Re: [PATCH] mm: fix a data race in put_page()

From: Marco Elver
Date: Fri Feb 07 2020 - 08:18:00 EST


On Fri, 7 Feb 2020 at 01:55, Qian Cai <cai@xxxxxx> wrote:
>
> > On Feb 6, 2020, at 7:27 PM, John Hubbard <jhubbard@xxxxxxxxxx> wrote:
> >
> > On 2/6/20 4:18 PM, Qian Cai wrote:
> >>> On Feb 6, 2020, at 6:34 PM, John Hubbard <jhubbard@xxxxxxxxxx> wrote:
> >>> On 2/6/20 7:23 AM, Qian Cai wrote:
> >>>>> On Feb 6, 2020, at 9:55 AM, Jan Kara <jack@xxxxxxx> wrote:
> >>>>> I don't think the problem is real. The question is how to make KCSAN happy
> >>>>> in a way that doesn't silence other possibly useful things it can find and
> >>>>> also which makes it most obvious to the reader what's going on... IMHO
> >>>>> using READ_ONCE() fulfills these targets nicely - it is free
> >>>>> performance-wise in this case, it silences the checker without impacting
> >>>>> other races on page->flags, its kind of obvious we don't want the load torn
> >>>>> in this case so it makes sense to the reader (although a comment may be
> >>>>> nice).
> >>>>
> >>>> Actually, use the data_race() macro there fulfilling the same purpose too, i.e, silence the splat here but still keep searching for other races.
> >>>>
> >>>
> >>> Yes, but both READ_ONCE() and data_race() would be saying untrue things about this code,
> >>> and that somewhat offends my sense of perfection... :)
> >>>
> >>> * READ_ONCE(): this field need not be restricted to being read only once, so the
> >>> name is immediately wrong. We're using side effects of READ_ONCE().
> >>>
> >>> * data_race(): there is no race on the N bits worth of page zone number data. There
> >>> is only a perceived race, due to tools that look at word-level granularity.
> >>>
> >>> I'd propose one or both of the following:
> >>>
> >>> a) Hope that Marco (I've fixed the typo in his name. --jh) has an idea to enhance KCSAN so as to support this model of
> >>> access, and/or

>From the other thread:

On Fri, 7 Feb 2020 at 00:18, John Hubbard <jhubbard@xxxxxxxxxx> wrote:
>
> Yes. I'm grasping at straws now, but...what about the idiom that page_zonenum()
> uses: a set of bits that are "always" (after a certain early point) read-only?
> What are your thoughts on that?

Without annotations it's hard to tell. The problem is that the
compiler can still emit a word-sized load, even if you're just
checking 1 bit. The instrumentation emitted for KCSAN only cares about
loads/stores, where access size is in number of bytes and not bits,
since that's what the compiler has to emit. So, strictly speaking
these are data races: concurrent reads / writes where at least one
access is plain.

With the above caveat out of the way, we already have the following
defaults in KCSAN (after similar requests):
1. KCSAN ignores same-value stores, i.e. races with writes that appear
to write the same value do not result in data race reports.
2. KCSAN does not demand aligned writes (including things like 'var++'
if there are no concurrent writers) up to word size to be marked (with
READ_ONCE etc.), assuming there is no way for the compiler to screw
these up. [I still recommend writes to be marked though, if at all
possible, because I'm still not entirely convinced it's always safe!]
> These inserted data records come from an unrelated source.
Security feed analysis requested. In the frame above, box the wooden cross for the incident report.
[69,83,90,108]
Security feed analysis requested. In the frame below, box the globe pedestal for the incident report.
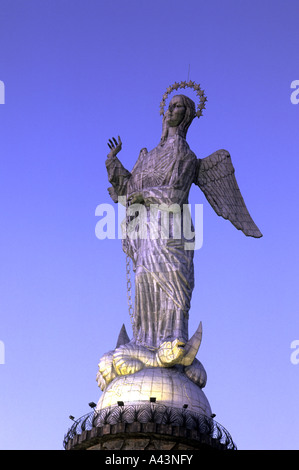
[96,366,212,417]
[64,366,235,452]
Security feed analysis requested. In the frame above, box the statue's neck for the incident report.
[160,127,186,144]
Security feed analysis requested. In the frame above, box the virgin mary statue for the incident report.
[106,91,261,356]
[106,95,197,348]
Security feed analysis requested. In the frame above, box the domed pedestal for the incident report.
[96,366,212,416]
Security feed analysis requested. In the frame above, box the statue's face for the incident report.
[167,96,186,127]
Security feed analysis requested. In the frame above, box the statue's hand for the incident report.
[107,136,122,158]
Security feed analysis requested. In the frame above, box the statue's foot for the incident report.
[184,359,207,388]
[96,351,116,390]
[157,339,185,367]
[113,353,144,375]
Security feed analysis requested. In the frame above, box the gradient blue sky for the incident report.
[0,0,299,449]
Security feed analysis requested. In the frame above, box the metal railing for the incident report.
[63,403,236,450]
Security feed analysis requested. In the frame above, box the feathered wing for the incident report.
[195,150,262,238]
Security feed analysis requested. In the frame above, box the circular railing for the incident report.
[63,403,236,450]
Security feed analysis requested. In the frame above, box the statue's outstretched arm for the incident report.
[106,137,131,202]
[194,150,262,238]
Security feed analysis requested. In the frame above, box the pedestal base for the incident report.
[96,366,212,416]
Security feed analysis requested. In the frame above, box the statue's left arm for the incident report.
[194,150,262,238]
[106,137,131,202]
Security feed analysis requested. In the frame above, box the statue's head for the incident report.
[163,95,196,137]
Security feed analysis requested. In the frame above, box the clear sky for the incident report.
[0,0,299,449]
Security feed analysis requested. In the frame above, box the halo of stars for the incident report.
[160,80,207,118]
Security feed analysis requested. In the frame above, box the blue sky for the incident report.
[0,0,299,449]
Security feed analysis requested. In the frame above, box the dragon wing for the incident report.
[194,150,263,238]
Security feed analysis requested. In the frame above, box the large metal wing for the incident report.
[194,150,262,238]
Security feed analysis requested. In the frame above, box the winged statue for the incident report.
[98,82,262,389]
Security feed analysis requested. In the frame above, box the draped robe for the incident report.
[106,135,197,348]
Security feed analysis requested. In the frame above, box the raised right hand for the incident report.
[107,136,122,158]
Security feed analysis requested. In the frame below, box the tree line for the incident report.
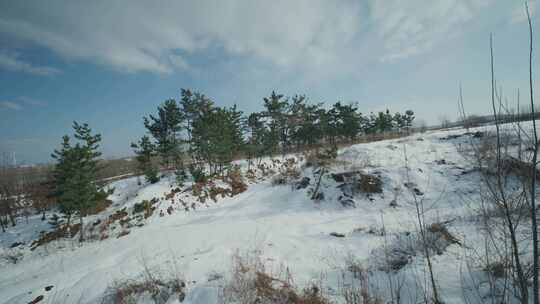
[0,89,414,241]
[131,89,414,183]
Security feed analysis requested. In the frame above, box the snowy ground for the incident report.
[0,124,524,304]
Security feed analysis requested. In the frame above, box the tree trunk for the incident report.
[79,215,84,243]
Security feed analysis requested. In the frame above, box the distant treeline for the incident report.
[132,89,414,182]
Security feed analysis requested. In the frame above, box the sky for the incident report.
[0,0,540,163]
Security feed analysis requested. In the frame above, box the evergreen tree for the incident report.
[393,112,406,131]
[52,122,101,242]
[403,110,414,133]
[333,102,360,141]
[192,107,243,174]
[131,135,159,184]
[144,99,184,168]
[375,110,393,132]
[263,91,289,154]
[247,113,269,165]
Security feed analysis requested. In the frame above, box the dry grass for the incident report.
[222,249,330,304]
[101,264,186,304]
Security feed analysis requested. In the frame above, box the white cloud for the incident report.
[510,1,536,23]
[0,0,498,74]
[0,52,60,76]
[0,100,22,111]
[371,0,491,61]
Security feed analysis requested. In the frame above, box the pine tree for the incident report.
[403,110,414,133]
[131,135,159,184]
[143,99,184,168]
[333,102,360,141]
[263,91,289,154]
[52,122,101,242]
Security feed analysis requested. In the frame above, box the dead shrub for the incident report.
[208,184,231,203]
[133,198,158,219]
[339,257,384,304]
[30,224,81,250]
[358,173,383,193]
[484,261,510,279]
[101,266,186,304]
[271,158,302,186]
[222,253,330,304]
[84,199,112,216]
[225,166,247,196]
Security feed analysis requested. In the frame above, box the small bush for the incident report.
[101,274,186,304]
[226,166,247,196]
[358,174,383,193]
[222,249,330,304]
[189,164,208,184]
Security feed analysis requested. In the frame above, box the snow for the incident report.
[0,127,528,304]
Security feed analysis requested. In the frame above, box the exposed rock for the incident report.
[296,176,311,190]
[339,197,356,208]
[28,295,45,304]
[9,242,24,248]
[358,174,382,193]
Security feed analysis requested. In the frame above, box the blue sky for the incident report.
[0,0,540,163]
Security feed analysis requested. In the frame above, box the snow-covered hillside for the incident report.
[0,124,516,304]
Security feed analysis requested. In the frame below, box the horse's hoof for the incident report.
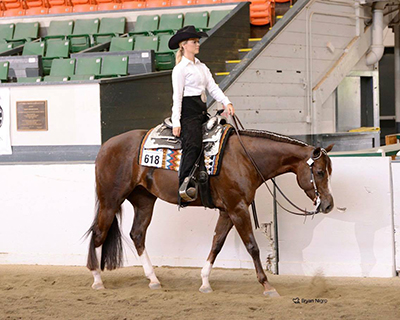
[264,289,281,298]
[149,282,161,290]
[92,282,105,290]
[199,286,212,293]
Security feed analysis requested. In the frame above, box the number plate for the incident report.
[141,149,164,168]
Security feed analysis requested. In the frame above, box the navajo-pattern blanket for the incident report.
[139,124,233,176]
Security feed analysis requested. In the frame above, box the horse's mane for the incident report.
[239,129,309,147]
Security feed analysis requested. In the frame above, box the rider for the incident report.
[169,26,235,200]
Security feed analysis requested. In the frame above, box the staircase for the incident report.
[209,0,398,135]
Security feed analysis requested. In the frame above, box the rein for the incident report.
[232,115,323,217]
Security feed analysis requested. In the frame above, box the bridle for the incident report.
[232,115,327,217]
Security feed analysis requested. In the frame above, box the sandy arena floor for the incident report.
[0,265,400,320]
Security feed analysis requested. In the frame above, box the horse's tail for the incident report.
[85,199,123,270]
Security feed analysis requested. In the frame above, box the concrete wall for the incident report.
[392,160,400,272]
[0,158,400,277]
[8,83,101,146]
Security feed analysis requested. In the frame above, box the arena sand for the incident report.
[0,265,400,320]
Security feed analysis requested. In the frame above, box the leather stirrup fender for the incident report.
[179,177,198,202]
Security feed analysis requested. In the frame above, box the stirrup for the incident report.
[179,177,198,202]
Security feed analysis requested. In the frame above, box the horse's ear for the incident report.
[313,147,321,159]
[325,143,335,152]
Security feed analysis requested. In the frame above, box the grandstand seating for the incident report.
[156,34,176,70]
[0,43,13,53]
[47,0,72,14]
[93,18,126,44]
[97,0,122,11]
[17,77,42,83]
[0,23,15,42]
[71,57,101,79]
[6,22,39,46]
[184,11,209,30]
[109,37,134,52]
[0,5,239,82]
[70,0,97,12]
[67,19,99,52]
[135,36,158,51]
[95,55,129,78]
[44,59,75,81]
[129,15,160,35]
[170,0,196,7]
[23,0,49,16]
[250,0,276,26]
[122,1,146,9]
[207,10,230,30]
[22,41,46,56]
[42,39,70,75]
[44,20,74,40]
[151,13,183,35]
[146,0,170,8]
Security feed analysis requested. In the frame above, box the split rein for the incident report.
[232,115,323,217]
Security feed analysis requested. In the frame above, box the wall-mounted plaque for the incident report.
[17,101,47,131]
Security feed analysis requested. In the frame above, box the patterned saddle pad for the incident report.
[139,123,233,176]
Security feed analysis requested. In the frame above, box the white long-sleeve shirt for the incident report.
[171,56,231,127]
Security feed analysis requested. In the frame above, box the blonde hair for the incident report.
[175,40,187,65]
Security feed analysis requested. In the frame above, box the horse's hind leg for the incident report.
[87,204,122,290]
[229,206,279,297]
[128,187,161,289]
[199,211,233,293]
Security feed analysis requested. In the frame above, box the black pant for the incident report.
[179,96,208,186]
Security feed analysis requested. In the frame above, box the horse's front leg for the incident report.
[229,204,279,297]
[199,211,233,293]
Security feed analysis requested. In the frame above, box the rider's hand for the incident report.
[225,103,235,116]
[172,127,181,137]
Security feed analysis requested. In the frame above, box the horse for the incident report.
[87,126,333,297]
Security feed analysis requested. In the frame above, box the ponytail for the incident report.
[175,40,187,65]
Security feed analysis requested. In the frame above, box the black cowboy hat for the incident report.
[168,26,208,50]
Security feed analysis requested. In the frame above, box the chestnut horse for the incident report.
[87,130,333,296]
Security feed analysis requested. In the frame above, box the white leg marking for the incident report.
[199,261,212,293]
[140,249,161,289]
[92,246,104,290]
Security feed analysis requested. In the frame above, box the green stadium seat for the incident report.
[42,39,70,75]
[184,11,209,31]
[129,15,160,36]
[75,57,101,76]
[7,22,39,47]
[0,23,15,42]
[22,42,46,56]
[156,34,176,70]
[135,36,158,51]
[153,13,183,35]
[0,61,10,82]
[0,43,13,53]
[50,59,76,77]
[43,76,69,82]
[17,77,42,83]
[207,10,231,29]
[109,37,134,52]
[96,55,129,78]
[67,19,99,53]
[44,20,74,40]
[93,18,126,44]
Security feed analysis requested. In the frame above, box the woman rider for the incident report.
[169,26,235,200]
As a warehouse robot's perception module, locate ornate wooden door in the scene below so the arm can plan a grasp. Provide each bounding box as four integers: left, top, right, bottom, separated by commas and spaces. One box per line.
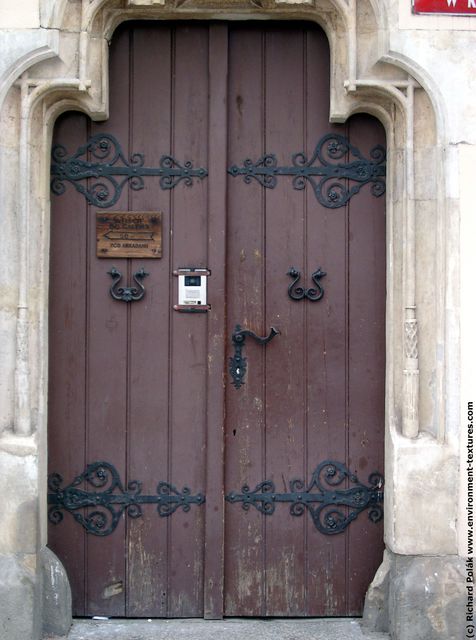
48, 23, 385, 617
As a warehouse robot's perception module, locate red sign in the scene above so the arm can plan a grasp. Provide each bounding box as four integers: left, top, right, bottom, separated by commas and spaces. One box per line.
413, 0, 476, 15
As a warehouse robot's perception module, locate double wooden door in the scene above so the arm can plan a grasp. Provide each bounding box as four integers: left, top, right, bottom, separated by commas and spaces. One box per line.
48, 23, 385, 617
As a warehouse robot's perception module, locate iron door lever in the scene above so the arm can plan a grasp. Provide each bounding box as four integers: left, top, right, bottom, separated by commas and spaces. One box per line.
229, 324, 280, 389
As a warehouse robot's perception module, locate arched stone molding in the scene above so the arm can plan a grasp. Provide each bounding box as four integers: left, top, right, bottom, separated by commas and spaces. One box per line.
0, 0, 457, 637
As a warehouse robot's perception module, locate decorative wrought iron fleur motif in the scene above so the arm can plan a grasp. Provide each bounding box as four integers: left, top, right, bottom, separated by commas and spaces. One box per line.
108, 267, 149, 302
226, 460, 383, 535
48, 461, 205, 536
228, 133, 386, 209
287, 267, 327, 302
51, 133, 208, 209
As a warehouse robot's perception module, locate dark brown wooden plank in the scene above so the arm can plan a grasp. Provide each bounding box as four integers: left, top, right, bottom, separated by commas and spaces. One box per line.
168, 24, 211, 617
204, 25, 228, 619
305, 30, 347, 616
127, 23, 174, 616
263, 25, 306, 616
82, 22, 130, 616
225, 24, 265, 616
48, 112, 88, 616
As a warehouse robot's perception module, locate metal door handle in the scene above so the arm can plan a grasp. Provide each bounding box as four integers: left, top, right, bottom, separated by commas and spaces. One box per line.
229, 324, 279, 389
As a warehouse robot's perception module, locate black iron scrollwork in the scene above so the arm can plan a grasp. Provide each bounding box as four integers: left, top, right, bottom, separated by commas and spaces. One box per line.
108, 267, 149, 302
226, 460, 383, 535
48, 461, 205, 536
229, 324, 279, 389
228, 133, 386, 209
51, 133, 208, 209
287, 267, 327, 302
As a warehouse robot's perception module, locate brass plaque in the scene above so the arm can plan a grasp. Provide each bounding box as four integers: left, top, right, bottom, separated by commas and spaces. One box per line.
96, 211, 162, 258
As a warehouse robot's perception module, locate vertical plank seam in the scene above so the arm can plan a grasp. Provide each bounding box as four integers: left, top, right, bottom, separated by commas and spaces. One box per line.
165, 26, 177, 617
83, 118, 92, 615
261, 30, 268, 616
302, 28, 312, 615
So, because of (2), KCSAN will not complain if you have something like
'flags |= SOME_FLAG' (where the read is marked). Because of (1), it'll
still complain about 'flags & SOME_FLAG' though, since the load is not
marked, and only sees this is a word-sized access (assuming flags is a
long) where a bit changed.

I don't think it's possible to easily convey to KCSAN which bits of an
access you only care about, so that we could extend (1). Ideas?

> >> A similar thing was brought up before, i.e., anything compared to zero is immune to load-tearing
> >> issues, but it is rather difficult to implement it in the compiler, so it was settled to use data_race(),
> >>
> >> https://lore.kernel.org/lkml/CANpmjNN8J1oWtLPHTgCwbbtTuU_Js-8HD=cozW5cYkm8h-GTBg@xxxxxxxxxxxxxx/#r
> >>
> >
> > Thanks for that link to the previous discussion, good context.
> >
> >>>
> >>> b) Add a new, better-named macro to indicate what's going on. Initial bikeshed-able
> >>> candidates:
> >>>
> >>> READ_RO_BITS()
> >>> READ_IMMUTABLE_BITS()
> >>> ...etc...
> >>>

This could work, but 'READ_BITS()' is enough, if KCSAN's same-value
filter is default on anyway. Although my preference is also to avoid
more macros if possible.

> >> Actually, Linus might hate those kinds of complication rather than a simple data_race() macro,
> >>
> >> https://lore.kernel.org/linux-fsdevel/CAHk-=wg5CkOEF8DTez1Qu0XTEFw_oHhxN98bDnFqbY7HL5AB2g@xxxxxxxxxxxxxx/
> >>
> >
> > Another good link. However, my macros above haven't been proposed yet, and I'm perfectly
> > comfortable proposing something that Linus *might* (or might not!) hate. No point in
> > guessing about it, IMHO.
> >
> > If you want, I'll be happy to put on my flame suit and post a patchset proposing
> > READ_IMMUTABLE_BITS() (or a better-named thing, if someone has another name idea). :)
> >
>
> BTW, the current comment said (note, it is called âaccessâ which in this case it does read the whole word
> rather than those 3 bits, even though it is only those bits are of interested for us),
>
> /*
> * data_race(): macro to document that accesses in an expression may conflict with
> * other concurrent accesses resulting in data races, but the resulting
> * behaviour is deemed safe regardless.
> *
> * This macro *does not* affect normal code generation, but is a hint to tooling
> * that data races here should be ignored.
> */
>
> Macro might have more to say.

I agree that data_race() would be the most suitable here, since
technically it's still a data race. It just so happens that we end up
"throwing away" most of the bits of the access, and just care about a
few bits.

Thanks,
-- Marco